Nixon’s had promised an end the to war in during his presidential campaign, with the hopes of ending the war with “peace with honor,” and implementing Vietnamization, the start of the withdrawal of American troops out of Vietnam. However, that notion contradicted some of his actions as he authorized a secret bombing campaign to destroy North Vietnamese supply bases in Cambodia without approval from Congress. Word of the secret mission added fuel to a now large majority of American against the war. In response, Nixon addressed the American people in what is referred to as the “silent majority” speech.
This did not squelch the increasing violent response to American actions in Vietnam that culminated in the death of four students at a protest at Kent State University.

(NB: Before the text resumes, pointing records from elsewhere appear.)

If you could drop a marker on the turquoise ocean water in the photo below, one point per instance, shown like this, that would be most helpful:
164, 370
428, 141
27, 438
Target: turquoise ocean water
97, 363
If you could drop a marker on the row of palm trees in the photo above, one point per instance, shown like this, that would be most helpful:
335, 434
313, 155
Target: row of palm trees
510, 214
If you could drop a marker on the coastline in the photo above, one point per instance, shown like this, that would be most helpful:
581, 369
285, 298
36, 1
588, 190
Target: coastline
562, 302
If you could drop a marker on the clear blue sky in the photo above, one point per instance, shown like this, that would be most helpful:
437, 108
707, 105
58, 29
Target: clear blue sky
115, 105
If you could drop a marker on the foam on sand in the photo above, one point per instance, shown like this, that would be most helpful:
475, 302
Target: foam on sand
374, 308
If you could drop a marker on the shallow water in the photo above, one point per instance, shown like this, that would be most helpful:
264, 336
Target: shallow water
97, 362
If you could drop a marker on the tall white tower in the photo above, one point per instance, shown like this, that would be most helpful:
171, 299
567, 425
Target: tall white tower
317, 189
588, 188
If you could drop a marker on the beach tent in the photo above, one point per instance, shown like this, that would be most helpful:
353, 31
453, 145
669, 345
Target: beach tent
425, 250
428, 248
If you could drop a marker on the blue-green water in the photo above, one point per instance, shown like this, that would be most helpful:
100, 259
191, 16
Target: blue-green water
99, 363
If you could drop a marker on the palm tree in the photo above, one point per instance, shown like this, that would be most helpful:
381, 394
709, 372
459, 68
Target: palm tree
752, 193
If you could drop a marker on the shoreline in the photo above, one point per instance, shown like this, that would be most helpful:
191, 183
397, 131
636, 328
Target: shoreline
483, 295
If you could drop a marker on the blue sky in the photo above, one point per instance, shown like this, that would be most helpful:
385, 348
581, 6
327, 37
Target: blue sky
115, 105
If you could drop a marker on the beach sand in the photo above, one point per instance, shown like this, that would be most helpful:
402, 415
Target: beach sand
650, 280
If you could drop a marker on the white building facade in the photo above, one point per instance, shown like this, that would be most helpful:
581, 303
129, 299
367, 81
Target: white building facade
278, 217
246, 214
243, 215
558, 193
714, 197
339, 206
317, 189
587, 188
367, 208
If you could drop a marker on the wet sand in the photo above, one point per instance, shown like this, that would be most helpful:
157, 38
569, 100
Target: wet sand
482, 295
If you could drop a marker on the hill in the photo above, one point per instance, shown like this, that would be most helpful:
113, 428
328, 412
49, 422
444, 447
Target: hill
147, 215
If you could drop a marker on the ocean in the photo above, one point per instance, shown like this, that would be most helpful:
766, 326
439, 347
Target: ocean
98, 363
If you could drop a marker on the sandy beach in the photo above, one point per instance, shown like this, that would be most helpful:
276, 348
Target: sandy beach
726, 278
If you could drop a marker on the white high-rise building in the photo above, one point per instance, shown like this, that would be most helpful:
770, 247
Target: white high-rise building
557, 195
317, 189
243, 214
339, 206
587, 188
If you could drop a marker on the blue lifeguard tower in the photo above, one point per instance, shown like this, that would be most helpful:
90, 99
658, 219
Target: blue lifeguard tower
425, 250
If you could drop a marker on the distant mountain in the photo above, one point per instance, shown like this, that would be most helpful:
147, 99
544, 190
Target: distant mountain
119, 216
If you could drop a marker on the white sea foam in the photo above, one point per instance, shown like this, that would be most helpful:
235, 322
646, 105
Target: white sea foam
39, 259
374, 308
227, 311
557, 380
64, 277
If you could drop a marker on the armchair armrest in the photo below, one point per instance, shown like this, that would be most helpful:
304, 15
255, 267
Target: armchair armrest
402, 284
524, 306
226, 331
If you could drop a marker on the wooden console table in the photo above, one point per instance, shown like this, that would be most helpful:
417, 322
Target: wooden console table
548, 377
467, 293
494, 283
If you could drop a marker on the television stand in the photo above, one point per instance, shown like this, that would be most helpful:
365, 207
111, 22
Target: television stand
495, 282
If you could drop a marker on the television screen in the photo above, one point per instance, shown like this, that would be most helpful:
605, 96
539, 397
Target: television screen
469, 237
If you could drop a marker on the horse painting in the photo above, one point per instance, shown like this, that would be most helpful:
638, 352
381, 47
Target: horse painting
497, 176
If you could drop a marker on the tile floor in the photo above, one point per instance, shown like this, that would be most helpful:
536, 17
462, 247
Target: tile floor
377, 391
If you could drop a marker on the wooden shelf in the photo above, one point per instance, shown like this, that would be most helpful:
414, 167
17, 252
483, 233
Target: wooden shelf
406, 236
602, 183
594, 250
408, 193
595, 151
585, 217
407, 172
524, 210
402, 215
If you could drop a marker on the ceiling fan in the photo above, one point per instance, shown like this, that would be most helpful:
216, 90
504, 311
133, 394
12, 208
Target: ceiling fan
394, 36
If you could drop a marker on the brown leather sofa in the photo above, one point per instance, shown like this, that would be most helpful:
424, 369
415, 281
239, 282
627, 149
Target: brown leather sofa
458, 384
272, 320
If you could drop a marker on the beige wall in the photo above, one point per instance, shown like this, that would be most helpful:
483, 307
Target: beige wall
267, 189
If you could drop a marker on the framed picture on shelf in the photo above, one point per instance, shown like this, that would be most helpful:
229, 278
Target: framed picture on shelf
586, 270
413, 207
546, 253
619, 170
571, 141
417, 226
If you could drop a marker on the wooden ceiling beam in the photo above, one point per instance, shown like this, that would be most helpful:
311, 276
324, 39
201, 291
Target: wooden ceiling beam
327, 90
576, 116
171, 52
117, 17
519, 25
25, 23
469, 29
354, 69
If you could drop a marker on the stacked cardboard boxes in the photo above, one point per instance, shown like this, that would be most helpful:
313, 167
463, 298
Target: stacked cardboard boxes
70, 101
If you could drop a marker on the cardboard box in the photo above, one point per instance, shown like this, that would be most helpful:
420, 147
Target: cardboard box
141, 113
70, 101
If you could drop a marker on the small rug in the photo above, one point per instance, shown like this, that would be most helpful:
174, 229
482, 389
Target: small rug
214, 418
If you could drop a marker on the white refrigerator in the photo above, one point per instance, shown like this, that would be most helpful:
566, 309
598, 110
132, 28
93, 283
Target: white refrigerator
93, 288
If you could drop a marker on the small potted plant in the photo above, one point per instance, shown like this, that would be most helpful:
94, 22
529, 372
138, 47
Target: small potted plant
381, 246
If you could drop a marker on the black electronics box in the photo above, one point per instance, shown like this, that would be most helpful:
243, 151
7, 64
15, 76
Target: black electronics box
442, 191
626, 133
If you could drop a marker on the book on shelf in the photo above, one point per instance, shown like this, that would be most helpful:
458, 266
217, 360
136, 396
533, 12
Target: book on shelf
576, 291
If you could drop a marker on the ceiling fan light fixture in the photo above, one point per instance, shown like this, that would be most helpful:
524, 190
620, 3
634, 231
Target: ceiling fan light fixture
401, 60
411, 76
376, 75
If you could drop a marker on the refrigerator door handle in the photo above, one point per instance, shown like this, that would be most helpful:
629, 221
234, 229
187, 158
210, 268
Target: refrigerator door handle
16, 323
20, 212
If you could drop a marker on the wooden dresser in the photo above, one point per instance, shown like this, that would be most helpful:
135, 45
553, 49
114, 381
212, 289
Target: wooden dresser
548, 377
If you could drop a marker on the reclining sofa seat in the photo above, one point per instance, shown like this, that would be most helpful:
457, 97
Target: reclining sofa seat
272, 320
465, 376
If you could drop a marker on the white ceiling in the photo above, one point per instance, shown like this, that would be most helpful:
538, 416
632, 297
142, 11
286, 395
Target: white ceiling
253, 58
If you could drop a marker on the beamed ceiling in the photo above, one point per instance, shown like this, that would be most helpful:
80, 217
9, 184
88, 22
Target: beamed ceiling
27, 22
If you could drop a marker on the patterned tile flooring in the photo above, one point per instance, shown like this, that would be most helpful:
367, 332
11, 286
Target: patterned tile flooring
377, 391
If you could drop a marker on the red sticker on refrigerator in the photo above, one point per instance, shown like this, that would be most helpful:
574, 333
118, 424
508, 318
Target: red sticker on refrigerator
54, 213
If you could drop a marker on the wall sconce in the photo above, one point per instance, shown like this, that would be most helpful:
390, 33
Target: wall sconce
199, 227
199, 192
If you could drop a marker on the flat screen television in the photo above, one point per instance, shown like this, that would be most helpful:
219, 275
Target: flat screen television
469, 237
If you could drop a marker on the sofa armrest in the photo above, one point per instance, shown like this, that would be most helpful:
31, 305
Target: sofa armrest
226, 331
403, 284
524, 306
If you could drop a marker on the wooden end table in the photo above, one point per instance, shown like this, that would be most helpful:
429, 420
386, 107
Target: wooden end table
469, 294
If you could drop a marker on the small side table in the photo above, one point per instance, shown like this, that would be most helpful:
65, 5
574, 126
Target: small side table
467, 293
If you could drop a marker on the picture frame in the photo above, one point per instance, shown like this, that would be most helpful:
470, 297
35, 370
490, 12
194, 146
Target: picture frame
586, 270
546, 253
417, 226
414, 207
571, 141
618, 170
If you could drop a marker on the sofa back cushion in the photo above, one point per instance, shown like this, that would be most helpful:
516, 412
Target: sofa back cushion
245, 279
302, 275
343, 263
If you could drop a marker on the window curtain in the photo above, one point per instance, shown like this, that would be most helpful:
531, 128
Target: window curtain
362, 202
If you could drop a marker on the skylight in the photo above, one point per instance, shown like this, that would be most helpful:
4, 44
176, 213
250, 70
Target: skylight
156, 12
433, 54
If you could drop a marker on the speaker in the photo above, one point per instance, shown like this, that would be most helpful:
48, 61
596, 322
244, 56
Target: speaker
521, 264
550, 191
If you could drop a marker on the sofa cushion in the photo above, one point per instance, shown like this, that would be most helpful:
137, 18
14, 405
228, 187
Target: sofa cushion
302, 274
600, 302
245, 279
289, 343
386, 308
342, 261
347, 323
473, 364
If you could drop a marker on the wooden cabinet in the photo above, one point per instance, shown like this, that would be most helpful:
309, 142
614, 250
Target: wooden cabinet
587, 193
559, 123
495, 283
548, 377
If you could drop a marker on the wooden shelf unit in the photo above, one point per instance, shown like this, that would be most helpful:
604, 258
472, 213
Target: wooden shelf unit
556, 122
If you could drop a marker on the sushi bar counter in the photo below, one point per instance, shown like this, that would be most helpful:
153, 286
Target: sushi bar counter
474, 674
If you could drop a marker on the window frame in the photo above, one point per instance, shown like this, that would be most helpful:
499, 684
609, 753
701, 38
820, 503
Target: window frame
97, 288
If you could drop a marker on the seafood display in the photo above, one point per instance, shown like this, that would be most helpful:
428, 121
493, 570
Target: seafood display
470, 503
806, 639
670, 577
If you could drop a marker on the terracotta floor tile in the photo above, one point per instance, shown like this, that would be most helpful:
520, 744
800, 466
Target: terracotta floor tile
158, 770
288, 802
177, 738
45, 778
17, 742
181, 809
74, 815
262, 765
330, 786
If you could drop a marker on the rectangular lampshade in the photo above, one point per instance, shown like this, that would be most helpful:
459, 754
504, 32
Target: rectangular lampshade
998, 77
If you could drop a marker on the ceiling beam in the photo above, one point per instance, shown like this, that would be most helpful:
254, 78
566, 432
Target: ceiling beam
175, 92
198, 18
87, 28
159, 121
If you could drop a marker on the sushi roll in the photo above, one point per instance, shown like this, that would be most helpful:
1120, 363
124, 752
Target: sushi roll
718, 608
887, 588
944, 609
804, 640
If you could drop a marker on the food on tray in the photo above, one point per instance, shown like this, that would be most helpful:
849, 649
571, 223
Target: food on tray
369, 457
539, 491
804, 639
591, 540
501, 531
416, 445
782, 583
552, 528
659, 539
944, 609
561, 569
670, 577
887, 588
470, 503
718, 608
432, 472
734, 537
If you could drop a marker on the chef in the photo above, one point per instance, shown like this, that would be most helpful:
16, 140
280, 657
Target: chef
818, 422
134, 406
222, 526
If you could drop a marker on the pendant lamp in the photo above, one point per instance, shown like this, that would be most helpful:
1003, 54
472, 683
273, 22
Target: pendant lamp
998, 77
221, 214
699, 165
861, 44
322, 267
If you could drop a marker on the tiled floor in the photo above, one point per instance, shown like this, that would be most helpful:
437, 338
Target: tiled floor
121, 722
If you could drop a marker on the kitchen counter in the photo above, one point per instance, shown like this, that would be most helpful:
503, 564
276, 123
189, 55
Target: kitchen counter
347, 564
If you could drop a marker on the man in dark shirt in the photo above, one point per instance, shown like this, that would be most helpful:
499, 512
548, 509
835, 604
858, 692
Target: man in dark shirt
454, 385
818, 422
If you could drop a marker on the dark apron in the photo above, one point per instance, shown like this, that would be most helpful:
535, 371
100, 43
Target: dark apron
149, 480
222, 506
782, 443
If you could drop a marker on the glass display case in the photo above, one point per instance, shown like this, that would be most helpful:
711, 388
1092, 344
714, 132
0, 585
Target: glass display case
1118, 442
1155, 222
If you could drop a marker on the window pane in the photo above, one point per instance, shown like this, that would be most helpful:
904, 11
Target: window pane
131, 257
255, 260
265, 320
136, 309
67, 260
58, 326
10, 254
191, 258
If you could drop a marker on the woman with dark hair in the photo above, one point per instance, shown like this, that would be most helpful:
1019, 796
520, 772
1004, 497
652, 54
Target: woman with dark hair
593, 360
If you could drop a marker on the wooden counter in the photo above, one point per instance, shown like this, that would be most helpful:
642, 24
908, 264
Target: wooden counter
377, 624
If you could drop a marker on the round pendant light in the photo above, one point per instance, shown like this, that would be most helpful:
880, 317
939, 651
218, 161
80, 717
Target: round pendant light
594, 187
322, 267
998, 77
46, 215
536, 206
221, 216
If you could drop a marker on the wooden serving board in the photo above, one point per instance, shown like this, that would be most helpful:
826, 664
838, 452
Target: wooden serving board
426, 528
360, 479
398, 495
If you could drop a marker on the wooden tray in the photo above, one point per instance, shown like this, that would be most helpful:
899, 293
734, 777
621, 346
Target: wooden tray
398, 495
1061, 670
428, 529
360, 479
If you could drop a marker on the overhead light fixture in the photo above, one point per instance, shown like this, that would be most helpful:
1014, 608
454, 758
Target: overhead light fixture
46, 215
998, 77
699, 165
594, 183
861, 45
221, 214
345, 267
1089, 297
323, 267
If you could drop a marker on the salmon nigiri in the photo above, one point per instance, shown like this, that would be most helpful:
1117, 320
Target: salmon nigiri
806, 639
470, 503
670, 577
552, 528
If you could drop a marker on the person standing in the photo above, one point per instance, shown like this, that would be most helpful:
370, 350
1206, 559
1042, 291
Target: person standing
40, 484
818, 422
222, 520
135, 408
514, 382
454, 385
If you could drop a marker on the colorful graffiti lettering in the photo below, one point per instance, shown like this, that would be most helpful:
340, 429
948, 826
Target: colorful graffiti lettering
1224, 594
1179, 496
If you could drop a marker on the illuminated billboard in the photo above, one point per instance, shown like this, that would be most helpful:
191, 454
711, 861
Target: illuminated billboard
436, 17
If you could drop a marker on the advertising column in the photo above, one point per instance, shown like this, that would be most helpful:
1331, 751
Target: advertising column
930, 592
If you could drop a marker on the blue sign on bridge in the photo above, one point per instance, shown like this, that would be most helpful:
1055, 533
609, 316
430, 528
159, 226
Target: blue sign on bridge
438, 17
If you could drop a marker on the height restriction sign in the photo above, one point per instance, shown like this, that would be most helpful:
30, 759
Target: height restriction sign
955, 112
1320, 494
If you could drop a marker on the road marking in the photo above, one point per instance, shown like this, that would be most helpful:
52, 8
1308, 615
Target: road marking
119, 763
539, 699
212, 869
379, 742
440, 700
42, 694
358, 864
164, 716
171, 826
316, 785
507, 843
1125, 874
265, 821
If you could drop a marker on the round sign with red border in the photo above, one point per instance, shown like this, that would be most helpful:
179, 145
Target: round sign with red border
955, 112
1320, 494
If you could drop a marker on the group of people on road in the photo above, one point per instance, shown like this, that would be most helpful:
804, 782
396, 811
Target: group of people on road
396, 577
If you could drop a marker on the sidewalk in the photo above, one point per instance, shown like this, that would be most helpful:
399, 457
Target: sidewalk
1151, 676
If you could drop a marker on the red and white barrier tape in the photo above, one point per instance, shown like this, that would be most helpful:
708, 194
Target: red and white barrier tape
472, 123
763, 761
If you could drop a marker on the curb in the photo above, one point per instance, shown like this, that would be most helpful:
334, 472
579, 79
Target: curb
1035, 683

Talks between the North and South Vietnam government also delayed any chance of a quick resolution with both side apart on what to agree upon. North Vietnam wanted an end to the war, but also fear isolation as Nixon began his Detente with the Soviet Union and China who still supported the North during the war. The South Vietnamese President Nguyen Van Thieu opposed a tentative agreement that allowed his government to remain in control. Nixon and Kissinger applied pressure to Thieu with the guarantee U.S. support if the North Vietnamese did not hold their end of the settlement. A final bombing campaign in the North forced both side to agree an a settlement on January 1973. While both the North and South would continue to fight, leading to the North gaining full control in 1975, the U.S. involvement in the war was over after nearly ten years.